1. Blue or Black ink PENS (more than one!)
2. One red pen
3. Highlighters
4. Loose leaf college ruled paper (start with 40 pages)
5. A pocket dictionary
6. Post-It Tabs (essential for annotating texts)
7. One pack of Index Cards
8. One 1” three ring binder
9. Los Angeles Public Library Card (sign up at your local library, visit: www.lapl.org)

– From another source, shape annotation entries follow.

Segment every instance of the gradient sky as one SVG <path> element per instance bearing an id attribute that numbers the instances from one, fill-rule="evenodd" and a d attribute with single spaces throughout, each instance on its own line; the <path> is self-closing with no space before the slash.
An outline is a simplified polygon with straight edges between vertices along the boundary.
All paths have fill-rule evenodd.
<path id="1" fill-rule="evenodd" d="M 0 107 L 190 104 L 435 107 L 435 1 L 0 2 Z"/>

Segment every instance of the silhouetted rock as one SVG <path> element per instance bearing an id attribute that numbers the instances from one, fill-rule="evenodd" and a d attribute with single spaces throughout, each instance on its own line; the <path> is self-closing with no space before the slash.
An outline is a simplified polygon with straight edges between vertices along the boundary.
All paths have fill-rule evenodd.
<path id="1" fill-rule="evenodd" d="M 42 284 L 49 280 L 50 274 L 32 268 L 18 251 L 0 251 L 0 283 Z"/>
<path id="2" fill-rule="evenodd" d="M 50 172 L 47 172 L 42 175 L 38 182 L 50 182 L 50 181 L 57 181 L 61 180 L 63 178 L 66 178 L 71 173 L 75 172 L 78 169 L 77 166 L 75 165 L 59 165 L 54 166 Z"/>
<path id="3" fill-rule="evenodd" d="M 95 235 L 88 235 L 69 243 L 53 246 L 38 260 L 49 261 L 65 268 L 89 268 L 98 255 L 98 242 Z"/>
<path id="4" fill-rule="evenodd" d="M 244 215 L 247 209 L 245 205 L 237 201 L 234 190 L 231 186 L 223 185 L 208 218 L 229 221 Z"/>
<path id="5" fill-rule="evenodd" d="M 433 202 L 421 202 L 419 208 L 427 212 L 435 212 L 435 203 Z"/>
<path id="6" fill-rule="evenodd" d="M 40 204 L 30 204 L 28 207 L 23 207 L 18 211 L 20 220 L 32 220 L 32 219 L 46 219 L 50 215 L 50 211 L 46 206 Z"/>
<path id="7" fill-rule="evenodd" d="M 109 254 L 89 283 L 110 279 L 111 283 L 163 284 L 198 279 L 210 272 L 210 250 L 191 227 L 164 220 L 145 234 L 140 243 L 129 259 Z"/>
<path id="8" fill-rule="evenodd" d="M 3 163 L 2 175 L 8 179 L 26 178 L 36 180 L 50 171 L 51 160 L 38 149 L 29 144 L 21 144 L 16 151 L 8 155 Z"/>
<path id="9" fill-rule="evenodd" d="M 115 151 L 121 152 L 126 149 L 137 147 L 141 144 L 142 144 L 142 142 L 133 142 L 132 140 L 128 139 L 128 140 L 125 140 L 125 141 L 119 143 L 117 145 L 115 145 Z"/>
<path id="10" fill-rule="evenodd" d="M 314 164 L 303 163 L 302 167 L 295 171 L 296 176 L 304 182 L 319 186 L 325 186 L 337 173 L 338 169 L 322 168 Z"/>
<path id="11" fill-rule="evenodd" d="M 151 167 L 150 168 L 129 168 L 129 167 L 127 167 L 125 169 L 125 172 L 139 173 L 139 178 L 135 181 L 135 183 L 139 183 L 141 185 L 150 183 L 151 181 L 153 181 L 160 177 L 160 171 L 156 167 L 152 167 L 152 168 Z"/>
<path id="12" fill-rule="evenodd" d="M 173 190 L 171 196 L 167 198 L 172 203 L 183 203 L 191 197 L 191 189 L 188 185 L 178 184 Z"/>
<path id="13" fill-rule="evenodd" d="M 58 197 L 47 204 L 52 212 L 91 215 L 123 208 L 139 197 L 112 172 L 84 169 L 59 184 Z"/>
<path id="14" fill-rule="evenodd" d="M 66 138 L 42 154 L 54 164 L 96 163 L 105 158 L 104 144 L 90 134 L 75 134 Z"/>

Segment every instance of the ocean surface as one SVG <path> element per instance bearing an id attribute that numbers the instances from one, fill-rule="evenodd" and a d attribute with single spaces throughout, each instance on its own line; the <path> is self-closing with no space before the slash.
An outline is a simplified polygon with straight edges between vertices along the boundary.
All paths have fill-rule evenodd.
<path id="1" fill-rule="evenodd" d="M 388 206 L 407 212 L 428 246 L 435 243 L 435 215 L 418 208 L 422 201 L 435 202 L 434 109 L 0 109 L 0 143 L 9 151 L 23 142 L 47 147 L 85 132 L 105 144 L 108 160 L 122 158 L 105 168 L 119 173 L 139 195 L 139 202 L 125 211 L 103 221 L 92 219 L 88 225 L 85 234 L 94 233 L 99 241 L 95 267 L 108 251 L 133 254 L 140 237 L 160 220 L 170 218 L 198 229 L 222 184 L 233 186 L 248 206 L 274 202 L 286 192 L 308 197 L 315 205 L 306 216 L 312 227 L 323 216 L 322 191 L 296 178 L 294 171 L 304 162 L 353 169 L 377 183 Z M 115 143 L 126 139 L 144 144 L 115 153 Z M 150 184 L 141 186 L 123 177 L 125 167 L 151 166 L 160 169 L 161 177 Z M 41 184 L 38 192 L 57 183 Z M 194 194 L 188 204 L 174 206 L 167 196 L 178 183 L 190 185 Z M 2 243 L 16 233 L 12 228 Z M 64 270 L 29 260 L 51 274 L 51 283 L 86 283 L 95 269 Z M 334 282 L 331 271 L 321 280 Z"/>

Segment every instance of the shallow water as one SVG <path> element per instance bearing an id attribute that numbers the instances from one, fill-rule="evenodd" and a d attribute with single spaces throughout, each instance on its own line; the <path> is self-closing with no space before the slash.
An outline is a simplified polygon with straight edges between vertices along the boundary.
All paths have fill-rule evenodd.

English Notebook Requirement
All students must have an English notebook (1” three ring binder) that contains the following sections: 1) Warm-Ups 2) Notes 3) Vocabulary
Absences
To best succeed in school, you ought to be in class everyday. But if an absence is unavoidable, then you are responsible for making up all class work and homework within forty-eight hours of your return. Students will find all assignments posted on Powerschool and/or the school website. Remember, taking the initiative to do this make-up work is solely your responsibility.
Hall Passes
Time spent to focus on literature and writing is essential for class. Therefore, the English Department has decided that students will be granted three hall passes per semester.
Discipline
In order to get the most out of your classroom experience, you must behave. Acceptable behavior is clearly spelled out in the View Park Prep Student Handbook.
Technology
Technology is integrated in the course throughout the year. Students and teachers utilize Microsoft Office, including Word, PowerPoint, and Excel, for assignments, presentations, activities and projects. Students will also utilize the internet for interactive blogs, project research, and the school website for download of assignments and homework.The English Departments requires that students interact with technology as a part of each unit. Students will be required to participate in a discussion via their grade level blog.
Cut Here------Return Portion Below to Teacher------
By signing my name to this syllabus, I agree to the following:
1) I have read and reviewed this syllabus with my student;
2) My student has agreed to put forth his or her best effort in complying with the requirements
as articulated in the course syllabus;
3) As the parent, I will do my best to make sure that my student adheres to the requirements
as articulated in the course syllabus and;
4) At the English department’s discretion, failure to adhere to the requirements articulated
in the syllabus may negatively affect my student’s final semester grade.